I took her to the vet, spent $107, and had not gotten in my morning workout before our guest arrived.
I got home and Mr. Prevention convinced me I had time enough to run and get ready before we needed to meet others for our RV Michigan wine trail adventure. I squeaked out a sub-3 mile run that was half glorious and half torture. Glorious in that I was wound tighter than a Jack-in-the-Box after last week and the morning, and torture in that it was just tough. I hadn’t run since Tuesday.
I had just finished a glass of water, sitting there profusely sweating and catching my breath, when Mr. Prevention announced that Kristin just pulled up. Ahhh! Running later than I thought. Somehow, I was ready on time-ish and we got to our departure location in plenty of time.

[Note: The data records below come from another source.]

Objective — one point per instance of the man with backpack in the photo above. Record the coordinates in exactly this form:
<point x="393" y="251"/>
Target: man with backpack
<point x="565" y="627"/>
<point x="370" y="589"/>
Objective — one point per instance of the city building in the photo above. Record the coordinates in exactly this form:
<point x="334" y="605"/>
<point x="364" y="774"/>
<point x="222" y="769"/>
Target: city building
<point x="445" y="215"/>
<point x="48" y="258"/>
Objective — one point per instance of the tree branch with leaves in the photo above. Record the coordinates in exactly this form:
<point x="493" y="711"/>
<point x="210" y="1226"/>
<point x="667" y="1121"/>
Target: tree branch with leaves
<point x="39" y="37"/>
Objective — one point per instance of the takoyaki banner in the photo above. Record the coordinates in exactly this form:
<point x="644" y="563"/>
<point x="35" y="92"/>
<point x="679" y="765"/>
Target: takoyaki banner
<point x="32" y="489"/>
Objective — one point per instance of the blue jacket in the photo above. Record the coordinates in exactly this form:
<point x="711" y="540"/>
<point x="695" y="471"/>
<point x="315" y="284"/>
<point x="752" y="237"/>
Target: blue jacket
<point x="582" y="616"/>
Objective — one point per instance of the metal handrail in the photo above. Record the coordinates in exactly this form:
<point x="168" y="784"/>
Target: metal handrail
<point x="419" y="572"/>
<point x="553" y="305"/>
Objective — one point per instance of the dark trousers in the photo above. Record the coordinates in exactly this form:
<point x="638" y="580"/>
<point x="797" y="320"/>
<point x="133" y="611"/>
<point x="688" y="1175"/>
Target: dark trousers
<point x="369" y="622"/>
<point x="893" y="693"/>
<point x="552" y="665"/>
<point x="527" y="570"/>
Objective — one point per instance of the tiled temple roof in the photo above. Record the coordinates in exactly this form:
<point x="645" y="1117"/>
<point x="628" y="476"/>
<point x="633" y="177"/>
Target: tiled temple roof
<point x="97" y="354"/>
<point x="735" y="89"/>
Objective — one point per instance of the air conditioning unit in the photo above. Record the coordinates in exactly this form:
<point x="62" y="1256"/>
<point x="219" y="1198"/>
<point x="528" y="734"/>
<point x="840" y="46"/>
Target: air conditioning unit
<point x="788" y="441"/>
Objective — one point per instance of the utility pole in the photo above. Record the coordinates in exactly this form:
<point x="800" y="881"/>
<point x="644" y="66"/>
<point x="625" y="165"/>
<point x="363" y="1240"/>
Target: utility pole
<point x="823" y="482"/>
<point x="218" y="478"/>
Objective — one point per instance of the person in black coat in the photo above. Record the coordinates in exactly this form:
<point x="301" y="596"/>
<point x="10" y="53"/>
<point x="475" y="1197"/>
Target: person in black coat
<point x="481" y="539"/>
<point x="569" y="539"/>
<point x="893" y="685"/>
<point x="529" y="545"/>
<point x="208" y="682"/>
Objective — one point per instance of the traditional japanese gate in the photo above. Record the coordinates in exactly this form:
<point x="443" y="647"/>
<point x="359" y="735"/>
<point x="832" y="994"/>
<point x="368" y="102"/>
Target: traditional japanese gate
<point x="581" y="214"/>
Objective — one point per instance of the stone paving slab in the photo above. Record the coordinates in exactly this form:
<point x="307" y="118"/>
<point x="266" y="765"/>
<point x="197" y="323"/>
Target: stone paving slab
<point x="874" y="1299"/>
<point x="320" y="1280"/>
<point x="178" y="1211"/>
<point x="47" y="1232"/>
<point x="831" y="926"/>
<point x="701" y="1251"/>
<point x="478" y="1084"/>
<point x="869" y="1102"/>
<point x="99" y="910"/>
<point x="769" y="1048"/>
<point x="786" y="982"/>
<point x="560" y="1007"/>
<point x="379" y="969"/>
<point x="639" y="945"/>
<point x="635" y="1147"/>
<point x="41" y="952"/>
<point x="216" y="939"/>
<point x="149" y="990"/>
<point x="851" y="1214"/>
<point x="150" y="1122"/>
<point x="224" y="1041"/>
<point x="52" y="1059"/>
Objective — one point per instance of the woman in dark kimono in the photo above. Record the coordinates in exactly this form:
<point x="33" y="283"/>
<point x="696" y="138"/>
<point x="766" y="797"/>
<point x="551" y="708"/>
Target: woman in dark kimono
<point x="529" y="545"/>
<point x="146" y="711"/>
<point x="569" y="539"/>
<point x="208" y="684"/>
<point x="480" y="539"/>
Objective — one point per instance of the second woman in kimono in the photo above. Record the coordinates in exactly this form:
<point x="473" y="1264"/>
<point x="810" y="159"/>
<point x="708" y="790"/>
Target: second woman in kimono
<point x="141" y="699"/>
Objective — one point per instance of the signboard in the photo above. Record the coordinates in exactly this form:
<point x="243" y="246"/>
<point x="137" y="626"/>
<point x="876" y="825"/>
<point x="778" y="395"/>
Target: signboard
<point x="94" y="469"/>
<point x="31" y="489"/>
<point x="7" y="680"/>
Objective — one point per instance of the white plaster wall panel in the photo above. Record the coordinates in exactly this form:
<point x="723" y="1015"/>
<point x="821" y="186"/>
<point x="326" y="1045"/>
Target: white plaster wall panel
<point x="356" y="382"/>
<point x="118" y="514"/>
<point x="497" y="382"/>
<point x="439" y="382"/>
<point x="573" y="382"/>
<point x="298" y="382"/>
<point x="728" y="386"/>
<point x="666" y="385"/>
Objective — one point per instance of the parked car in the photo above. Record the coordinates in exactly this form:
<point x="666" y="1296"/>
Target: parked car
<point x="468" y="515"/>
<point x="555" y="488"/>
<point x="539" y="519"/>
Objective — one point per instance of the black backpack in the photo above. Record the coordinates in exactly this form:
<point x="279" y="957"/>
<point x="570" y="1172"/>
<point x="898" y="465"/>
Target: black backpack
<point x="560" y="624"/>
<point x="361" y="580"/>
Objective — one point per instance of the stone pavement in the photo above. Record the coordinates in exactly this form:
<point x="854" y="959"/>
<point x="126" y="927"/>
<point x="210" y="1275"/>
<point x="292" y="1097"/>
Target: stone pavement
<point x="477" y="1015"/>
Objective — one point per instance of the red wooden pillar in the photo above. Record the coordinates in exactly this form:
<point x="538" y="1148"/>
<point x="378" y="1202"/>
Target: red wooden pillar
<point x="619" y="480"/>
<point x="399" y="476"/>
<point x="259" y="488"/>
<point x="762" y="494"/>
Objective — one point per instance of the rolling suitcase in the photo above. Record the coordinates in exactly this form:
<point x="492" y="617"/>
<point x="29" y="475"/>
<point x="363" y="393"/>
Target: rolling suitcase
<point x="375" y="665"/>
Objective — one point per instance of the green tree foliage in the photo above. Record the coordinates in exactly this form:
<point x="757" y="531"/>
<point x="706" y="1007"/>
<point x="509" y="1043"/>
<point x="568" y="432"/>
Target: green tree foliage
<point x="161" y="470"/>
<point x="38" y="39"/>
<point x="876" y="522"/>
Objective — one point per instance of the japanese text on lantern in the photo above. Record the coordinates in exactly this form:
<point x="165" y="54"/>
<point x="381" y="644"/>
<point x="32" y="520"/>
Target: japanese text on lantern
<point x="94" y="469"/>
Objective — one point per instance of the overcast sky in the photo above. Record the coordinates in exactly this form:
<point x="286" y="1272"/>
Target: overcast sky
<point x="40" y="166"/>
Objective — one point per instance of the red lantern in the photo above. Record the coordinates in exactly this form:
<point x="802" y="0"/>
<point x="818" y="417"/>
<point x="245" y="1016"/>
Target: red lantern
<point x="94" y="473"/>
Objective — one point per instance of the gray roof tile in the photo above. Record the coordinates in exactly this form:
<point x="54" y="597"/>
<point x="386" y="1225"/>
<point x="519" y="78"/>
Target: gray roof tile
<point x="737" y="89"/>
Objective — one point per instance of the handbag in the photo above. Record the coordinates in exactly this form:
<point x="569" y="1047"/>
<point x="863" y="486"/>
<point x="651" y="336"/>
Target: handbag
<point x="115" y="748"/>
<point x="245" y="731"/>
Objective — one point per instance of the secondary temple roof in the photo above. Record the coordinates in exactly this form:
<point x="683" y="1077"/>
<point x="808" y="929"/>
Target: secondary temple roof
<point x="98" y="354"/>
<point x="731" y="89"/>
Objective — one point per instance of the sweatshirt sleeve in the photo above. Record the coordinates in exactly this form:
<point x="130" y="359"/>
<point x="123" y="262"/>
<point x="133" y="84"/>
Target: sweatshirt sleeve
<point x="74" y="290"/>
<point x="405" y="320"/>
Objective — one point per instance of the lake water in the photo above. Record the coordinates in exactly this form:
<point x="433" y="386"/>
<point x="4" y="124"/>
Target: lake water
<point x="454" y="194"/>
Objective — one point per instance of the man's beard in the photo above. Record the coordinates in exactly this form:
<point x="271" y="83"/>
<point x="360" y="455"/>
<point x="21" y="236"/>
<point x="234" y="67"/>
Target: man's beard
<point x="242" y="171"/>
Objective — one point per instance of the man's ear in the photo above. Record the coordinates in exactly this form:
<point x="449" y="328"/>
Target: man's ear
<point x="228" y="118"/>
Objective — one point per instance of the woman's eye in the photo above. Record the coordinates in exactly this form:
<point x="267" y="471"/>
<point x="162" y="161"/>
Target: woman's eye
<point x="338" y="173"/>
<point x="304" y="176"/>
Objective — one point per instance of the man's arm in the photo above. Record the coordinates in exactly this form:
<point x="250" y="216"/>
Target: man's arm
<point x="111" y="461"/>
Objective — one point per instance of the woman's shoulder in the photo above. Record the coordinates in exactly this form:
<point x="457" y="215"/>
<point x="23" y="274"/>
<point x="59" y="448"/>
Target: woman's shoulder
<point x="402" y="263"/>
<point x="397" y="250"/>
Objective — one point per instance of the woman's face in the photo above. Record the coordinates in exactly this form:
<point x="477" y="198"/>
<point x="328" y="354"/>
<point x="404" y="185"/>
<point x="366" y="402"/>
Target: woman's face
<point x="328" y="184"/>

We all packed into a too-small RV, with the 3 of us in the back bedroom. The RV, named the Swinger, was circa 1980-something, and was quite the sight. Sixteen adults, one designated driver, and 4 wineries. It was fun.
I learned a few things yesterday. Michigan white wines are better than red, don’t ask your husband what bottle(s) to buy…just do it, and sometimes, you have to taste to believe.
Some of these wines we tasted had the most obscure descriptions. How can melon, cinnamon, oat, and citrus possible go together? Well, they did and it was my favorite. And I normally prefer wines not aged in oak and that combination of flavors just sound…weird. Kind of like this pasta.
This was one of those recipes I expected not to like, but tried anyways because my CSA was delivering kale and collards right and left. As it would end up, I really enjoyed this pasta meal. And the nutrition stats. Impressive all around, especially for those willing to step outside the box with the flavor palate!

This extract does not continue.